Picnic ice chest

sonhouse
Posers and Puzzles 07 Jul '06 06:58
1. sonhouse
Fast and Curious
07 Jul '06 06:581 edit
So you have an ice chest for your picnic and its 0.5 meter ^3. (1/8 cubic meter). So the problem is this: You can fill it completely with ice which at zero degrees C has X amount of cooling power, heat absorbtion, whatever you want to call it, and its easy to see if its completely full of ice you have no room for food but if its empty you have plenty of room for food, 100 of the volume but no cooling power. So what kind of formula could you conjure up to calculate the most cooling power for the buck balanced with the most food volume?
Say its filled halfway, then you have X/2 cooling and Y/2 volume for food but is that the best that can be done? You want to keep the food at 7 deg C or less for 24 hours and the food starts out at 12 deg C.
The insulation is R12, So what is the maximum amount of food you can put in the box with the minumum amount of ice? You can assume the food to be the same density and heat capacity as water.
2. 07 Jul '06 11:551 edit
Originally posted by sonhouse
So you have an ice chest for your picnic and its 0.5 meter ^3. (1/8 cubic meter). So the problem is this: You can fill it completely with ice which at zero degrees C has X amount of cooling power, heat absorbtion, whatever you want to call it, and its easy to see if its completely full of ice you have no room for food but if its empty you have plenty of roo ...[text shortened]... numum amount of ice? You can assume the food to be the same density and heat capacity as water.
You've neglected to tell us the ambient conditions. If I were at the North Pole I doubt I'd need any ice in the box; I'd be surrounded by the freezing stuff. Do you want a function of outside temperature? Does this picnic take place in the shade of a tree or in direct sunlight?

And what does "R12" mean?

Also if the food starts of at 12 deg C, how quickly do you need to get it to 7 before it goes off? Is the food something like strawberries with a high surface area to mass ratio or more like watermelon (low)?

EDIT
Just Googled for R12 - according to Home Depot it's equivelent to 2" of Polyurethene/Polyisocyanurate
3. sonhouse
Fast and Curious
07 Jul '06 15:17
Originally posted by howardbradley
You've neglected to tell us the ambient conditions. If I were at the North Pole I doubt I'd need any ice in the box; I'd be surrounded by the freezing stuff. Do you want a function of outside temperature?
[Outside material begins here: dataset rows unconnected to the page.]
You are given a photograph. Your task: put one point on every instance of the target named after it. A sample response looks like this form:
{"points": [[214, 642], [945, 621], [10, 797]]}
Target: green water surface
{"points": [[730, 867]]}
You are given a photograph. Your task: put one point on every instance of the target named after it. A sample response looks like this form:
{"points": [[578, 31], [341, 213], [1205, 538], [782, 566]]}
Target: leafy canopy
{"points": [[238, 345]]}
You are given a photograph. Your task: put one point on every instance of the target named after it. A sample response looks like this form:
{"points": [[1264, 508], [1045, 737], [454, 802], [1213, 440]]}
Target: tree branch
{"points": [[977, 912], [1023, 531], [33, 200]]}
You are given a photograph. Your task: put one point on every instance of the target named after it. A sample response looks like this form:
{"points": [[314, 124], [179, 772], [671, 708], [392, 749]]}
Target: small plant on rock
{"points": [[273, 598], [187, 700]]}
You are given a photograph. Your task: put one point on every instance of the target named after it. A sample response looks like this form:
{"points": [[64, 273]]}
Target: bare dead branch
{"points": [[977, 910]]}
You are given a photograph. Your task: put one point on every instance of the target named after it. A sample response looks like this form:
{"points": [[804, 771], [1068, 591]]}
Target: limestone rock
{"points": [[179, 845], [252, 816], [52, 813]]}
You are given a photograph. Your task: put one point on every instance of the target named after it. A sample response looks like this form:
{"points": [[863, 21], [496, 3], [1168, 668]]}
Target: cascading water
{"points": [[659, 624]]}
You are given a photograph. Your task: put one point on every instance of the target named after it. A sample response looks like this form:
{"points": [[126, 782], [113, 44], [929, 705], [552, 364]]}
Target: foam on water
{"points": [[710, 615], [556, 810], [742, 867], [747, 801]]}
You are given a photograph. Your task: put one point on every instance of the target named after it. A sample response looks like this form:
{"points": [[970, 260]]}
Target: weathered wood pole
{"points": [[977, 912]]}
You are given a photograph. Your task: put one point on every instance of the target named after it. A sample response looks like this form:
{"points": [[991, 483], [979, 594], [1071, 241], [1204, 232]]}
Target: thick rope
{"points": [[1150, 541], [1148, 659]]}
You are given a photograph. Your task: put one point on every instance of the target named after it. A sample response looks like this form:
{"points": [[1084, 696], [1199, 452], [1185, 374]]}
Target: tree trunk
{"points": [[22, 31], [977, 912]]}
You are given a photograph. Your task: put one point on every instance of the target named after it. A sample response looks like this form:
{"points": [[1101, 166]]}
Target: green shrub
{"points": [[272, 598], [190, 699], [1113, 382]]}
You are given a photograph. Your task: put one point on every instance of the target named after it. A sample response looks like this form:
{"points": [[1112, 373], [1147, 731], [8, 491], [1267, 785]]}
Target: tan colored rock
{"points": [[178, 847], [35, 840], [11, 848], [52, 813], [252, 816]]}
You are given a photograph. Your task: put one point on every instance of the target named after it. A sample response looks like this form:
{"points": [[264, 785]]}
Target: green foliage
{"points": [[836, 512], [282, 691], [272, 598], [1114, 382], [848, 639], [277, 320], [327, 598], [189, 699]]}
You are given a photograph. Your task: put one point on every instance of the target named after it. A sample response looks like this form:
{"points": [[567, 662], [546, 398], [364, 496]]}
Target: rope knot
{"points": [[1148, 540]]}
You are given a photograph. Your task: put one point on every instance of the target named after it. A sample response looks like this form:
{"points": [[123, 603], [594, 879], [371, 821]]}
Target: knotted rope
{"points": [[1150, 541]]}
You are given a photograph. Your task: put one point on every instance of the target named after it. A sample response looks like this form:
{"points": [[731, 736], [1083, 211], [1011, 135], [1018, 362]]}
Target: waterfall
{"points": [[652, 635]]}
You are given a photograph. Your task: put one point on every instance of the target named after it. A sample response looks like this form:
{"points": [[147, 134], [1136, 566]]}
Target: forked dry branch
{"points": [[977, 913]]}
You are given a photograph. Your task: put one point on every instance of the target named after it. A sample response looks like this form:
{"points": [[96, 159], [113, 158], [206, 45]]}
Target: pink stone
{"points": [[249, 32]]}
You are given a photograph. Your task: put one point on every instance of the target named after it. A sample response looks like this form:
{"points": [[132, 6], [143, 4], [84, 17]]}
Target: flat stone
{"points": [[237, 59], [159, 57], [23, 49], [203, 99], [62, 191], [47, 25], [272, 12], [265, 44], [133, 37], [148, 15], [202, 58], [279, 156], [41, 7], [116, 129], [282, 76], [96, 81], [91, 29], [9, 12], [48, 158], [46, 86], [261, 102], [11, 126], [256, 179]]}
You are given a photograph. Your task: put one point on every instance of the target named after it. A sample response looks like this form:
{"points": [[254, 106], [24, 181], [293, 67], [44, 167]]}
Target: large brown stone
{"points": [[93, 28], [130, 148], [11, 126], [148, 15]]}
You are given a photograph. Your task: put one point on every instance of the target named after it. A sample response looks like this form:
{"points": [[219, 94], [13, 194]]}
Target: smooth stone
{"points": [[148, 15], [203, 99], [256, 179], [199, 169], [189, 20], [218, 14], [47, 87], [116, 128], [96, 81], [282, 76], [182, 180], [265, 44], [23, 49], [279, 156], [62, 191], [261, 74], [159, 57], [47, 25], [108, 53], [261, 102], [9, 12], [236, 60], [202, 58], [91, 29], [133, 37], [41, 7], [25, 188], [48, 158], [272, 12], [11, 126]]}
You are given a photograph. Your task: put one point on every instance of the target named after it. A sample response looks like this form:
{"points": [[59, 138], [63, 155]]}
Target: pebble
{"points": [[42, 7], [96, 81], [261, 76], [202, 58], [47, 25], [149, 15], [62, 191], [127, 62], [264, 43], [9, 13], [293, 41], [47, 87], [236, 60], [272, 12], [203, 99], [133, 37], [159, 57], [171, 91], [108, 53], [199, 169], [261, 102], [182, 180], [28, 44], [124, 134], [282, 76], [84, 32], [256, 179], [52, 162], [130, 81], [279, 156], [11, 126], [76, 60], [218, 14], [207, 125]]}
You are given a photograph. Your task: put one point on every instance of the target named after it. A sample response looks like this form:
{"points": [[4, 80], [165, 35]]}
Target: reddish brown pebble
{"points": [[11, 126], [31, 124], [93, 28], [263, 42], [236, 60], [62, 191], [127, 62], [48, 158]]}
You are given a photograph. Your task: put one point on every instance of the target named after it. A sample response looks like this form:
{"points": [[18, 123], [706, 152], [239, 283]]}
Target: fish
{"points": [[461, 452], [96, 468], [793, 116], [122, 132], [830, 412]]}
Does this picnic take place in the shade of a tree or in direct sunlight?

And what does "R12" mean?

Also if the food starts of at 12 deg C, ...[text shortened]... for R12 - according to Home Depot it's equivelent to 2" of Polyurethene/Polyisocyanurate
Sorry, ambient I just assumed at 20 C. I think you can discount surface area or just treat them as equal, for instance orange juice, mostly water comes in rectangular containers, low surface area but like you say strawberries are like fjords!